Luego comenzó a leer la siguiente carta que envió a la Justicia al negarse a declarar:

carta de bonafini

Al Sr. Juez de la Nación Marcelo Martínez de Giorgi

Me dirijo a Ud. Para manifestarle el motivo de la respuesta a su citación.

Que desde el año 1977, más precisamente el día 8 de Febrero de ese año, vengo padeciendo las agresiones de la mal llamada justicia, implementada por jueces de la Nación. En ese momento empezó mi calvario, hice 168 presentaciones por mi hijo Jorge, luego en conjunto reclame por mi otro hijo Raúl, que fue desaparecido en diciembre del mismo año, en una constante peregrinación por los juzgados, siempre padecí las mismas injusticias, las mismas agresiones. Luego en mayo de 1978, desapareció también mi nuera María Elena, nada cambio.

Siempre la misma ignominia, la misma indiferencia, yo sentía como la denominada justicia era cómplice de los asesinos militares y marinos. Una justicia sin solidaridad, sin sentir por los otros, sin sufrir por ellos.

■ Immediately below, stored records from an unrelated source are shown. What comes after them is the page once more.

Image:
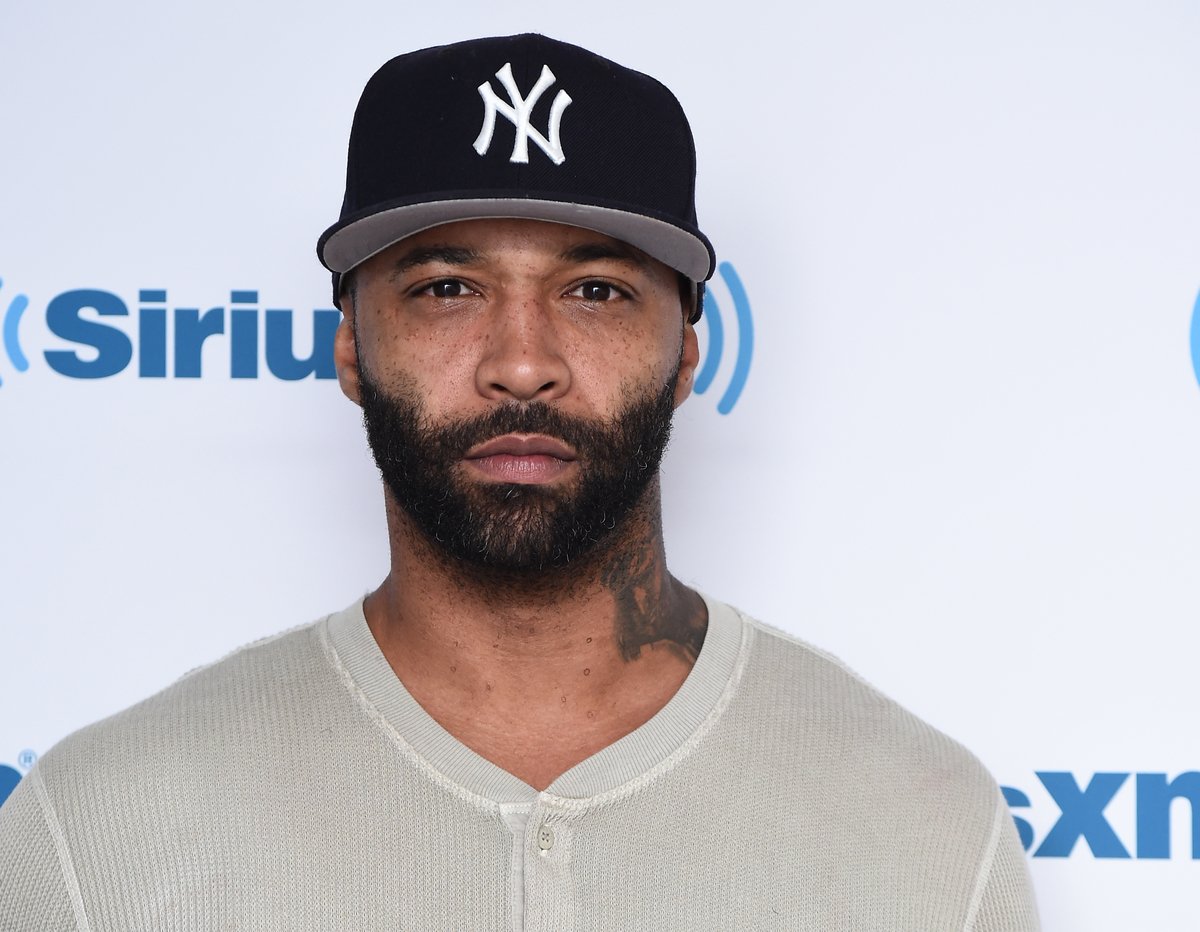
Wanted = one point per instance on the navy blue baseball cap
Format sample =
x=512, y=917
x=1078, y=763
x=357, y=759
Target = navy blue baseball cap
x=520, y=126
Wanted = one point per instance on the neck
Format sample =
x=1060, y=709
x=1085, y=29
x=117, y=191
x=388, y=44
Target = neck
x=592, y=650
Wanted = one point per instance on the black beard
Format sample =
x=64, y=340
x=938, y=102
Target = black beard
x=513, y=530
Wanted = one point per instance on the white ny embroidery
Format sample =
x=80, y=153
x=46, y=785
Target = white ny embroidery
x=517, y=113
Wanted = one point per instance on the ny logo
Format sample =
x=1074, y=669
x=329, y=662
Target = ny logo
x=517, y=112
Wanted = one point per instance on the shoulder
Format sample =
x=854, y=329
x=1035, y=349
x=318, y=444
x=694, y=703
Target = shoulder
x=210, y=715
x=841, y=732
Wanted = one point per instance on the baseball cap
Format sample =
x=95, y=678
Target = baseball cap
x=519, y=126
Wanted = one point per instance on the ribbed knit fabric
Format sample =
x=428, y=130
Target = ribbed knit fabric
x=297, y=785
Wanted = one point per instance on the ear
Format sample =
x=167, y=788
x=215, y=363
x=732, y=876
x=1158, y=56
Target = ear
x=346, y=355
x=688, y=362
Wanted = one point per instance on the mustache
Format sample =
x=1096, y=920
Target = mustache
x=525, y=418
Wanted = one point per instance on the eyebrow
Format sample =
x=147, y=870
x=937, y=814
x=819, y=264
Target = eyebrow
x=592, y=251
x=424, y=254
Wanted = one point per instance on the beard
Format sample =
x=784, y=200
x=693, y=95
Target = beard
x=507, y=530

Después de un tiempo en el año 2001, más precisamente un 25 de mayo, a mi hija María Alejandra que se encontraba sola en mi casa, mientras yo estaba de viaje, la torturaron casi hasta matarla. Y allí otra vez mi peregrinación para ver si encontraba algún juez que nos muestre el valor de la Justicia, y que esta existía, pero otra vez la burla y la sin razón.

Y llego el caso Schoklender, allí las madres con gran esfuerzo aportamos voluntariamente 60 cajas con pruebas, junto con 40 backup, y otros elementos más, primero a Oyarbide y después a ud. que ni siquiera leyeron algo de lo aportado.

Asistimos cuantas veces nos llamaron a declarar, hicimos pericias de las firmas que constataron que no eran mías, siempre a disposición por la verdad, incluso hace unos meses asistí voluntariamente a su despacho para informarme ante la indigna marcha de la causa.

Y otra vez sufrimos en carne propia la burla, que nos castiga a todas, ancianas de 85 a 90 años, y nos condena a pagar las deudas, injustas y ajenas.

Las madres siempre vamos a defender los valores de solidaridad social, extender las manos a los vulnerados, por sus sueños, en este tiempo y en los que vendrán. Y vamos a luchar para que alguna vez nos enfrentemos con jueces probos que nos ayuden a sentir en nuestros cuerpos el valor de la Justicia.